Tastiera o penna per il nostro cervello?

La tecnologia moderna ha rivoluzionato la nostra vita quotidiana, e uno dei cambiamenti più evidenti è il modo in cui comunichiamo ed esprimiamo i nostri pensieri.

L’uso della tastiera digitale è diventato onnipresente, ma è importante sottolineare che scrivere a mano e digitare non sono affatto la stessa cosa, specialmente per il nostro cervello.

Una connessione unica tra mano e cervello

Scrivere a mano coinvolge una connessione unica tra la mano e il cervello. Mentre muoviamo la penna sulla carta, il cervello attiva diverse regioni coinvolte nella coordinazione motoria, nell’elaborazione visiva e nella memoria.

Questo processo attiva specifici benefici cognitivi, che vanno oltre la semplice registrazione di informazioni.

La tastiera digitale e la velocità della modernità

Dall’altra parte, la tastiera digitale offre una praticità senza precedenti. La nostra società in rapido movimento richiede comunicazioni immediate, e la tastiera consente di digitare a velocità sorprendenti.

Tuttavia, questo vantaggio può comportare alcune perdite nella profondità della comprensione e nell’elaborazione delle informazioni.

Che cosa dice la scienza

Uno studio dell’Università norvegese di Scienza e Tecnologia, pubblicato su Frontiers in Psychology, ha rivelato che la connettività cerebrale è più complessa quando si scrive a mano.

Lo studio in questione ha esaminato le reti neurali coinvolte sia nella scrittura a mano sia al computer. Audrey van der Meer, ricercatrice sul cervello presso l’Istituto e coautrice dello studio, ha dichiarato:

Questa connettività cerebrale diffusa è nota per essere cruciale per la formazione della memoria e per la codifica di nuove informazioni e, quindi, è benefica per l’apprendimento.

I ricercatori hanno coinvolto 36 studenti universitari, ai quali è stato chiesto di scrivere (con penna digitale) o digitare parole (con un solo dito) che comparivano su uno schermo.

Fonte: Frontiersin

I risultati EEG (che hanno misurato l’attività elettrica del cervello utilizzando 256 piccoli sensori cuciti in una rete e posizionati sulla testa) hanno mostrato che la connettività tra le diverse regioni cerebrali aumentava durante la scrittura a mano, ma non durante la digitazione.

I nostri risultati suggeriscono che le informazioni visive e di movimento, ottenute attraverso movimenti della mano controllati con precisione nell’usare una penna, contribuiscono ampiamente ai modelli di connettività cerebrale che promuovono l’apprendimento.
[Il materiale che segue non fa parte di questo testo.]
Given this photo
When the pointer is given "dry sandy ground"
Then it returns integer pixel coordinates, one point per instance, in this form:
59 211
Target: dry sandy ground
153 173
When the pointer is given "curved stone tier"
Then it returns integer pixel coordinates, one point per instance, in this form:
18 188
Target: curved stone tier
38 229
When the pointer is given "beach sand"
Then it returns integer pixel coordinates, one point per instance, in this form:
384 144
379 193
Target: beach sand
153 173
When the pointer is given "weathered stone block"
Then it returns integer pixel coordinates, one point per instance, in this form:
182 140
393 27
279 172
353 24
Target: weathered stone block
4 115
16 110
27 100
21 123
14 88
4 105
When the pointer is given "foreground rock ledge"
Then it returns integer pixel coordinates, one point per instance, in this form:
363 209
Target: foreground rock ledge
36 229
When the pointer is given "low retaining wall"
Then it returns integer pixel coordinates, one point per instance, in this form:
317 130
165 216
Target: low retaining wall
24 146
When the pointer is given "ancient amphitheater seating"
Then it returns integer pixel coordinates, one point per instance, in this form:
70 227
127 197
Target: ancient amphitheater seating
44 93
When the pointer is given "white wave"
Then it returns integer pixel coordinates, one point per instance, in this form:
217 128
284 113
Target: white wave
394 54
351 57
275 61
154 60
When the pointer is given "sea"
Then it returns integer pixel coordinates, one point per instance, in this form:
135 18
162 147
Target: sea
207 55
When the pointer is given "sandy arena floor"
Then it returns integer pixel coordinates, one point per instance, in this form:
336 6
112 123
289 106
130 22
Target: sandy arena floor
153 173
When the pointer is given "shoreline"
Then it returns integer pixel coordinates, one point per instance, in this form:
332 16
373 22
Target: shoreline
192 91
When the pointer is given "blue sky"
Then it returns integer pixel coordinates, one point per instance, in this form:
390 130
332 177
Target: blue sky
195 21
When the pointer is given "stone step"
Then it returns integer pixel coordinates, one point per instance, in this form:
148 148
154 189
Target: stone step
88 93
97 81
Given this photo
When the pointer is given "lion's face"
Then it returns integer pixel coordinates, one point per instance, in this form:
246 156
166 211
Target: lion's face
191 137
I ricercatori sottolineano l’importanza di offrire agli studenti l’opportunità di scrivere a mano, non solo digitare durante le lezioni o nei compiti a casa.

Abbiamo dimostrato che le differenze nell’attività cerebrale sono legate all’attenta formazione delle lettere quando si scrive a mano, facendo un uso maggiore dei sensi.

Fonte: Frontiersin

Il movimento delle dita durante la formazione delle lettere stimola il cervello, cosa che non fa il semplice movimento di premere ripetutamente un tasto con lo stesso dito.

Questo spiega anche perché i bambini che hanno imparato a scrivere e leggere su una tavoletta possono avere difficoltà a distinguere tra lettere che sono immagini speculari l’una dell’altra, come la ‘b’ e la ‘d’: non hanno letteralmente provato con il loro corpo cosa si prova a produrre quelle lettere

I ricercatori sottolineano l’importanza di alternare in maniera equilibrata l’uso della tecnologia alla scrittura a mano, e di capire quale modalità di scrittura preferire in una determinata situazione piuttosto che in un’altra:

È dimostrato che gli studenti imparano di più e ricordano meglio quando prendono appunti scritti a mano, mentre l’uso di un computer con tastiera può essere più pratico quando si scrive un testo o un saggio lungo.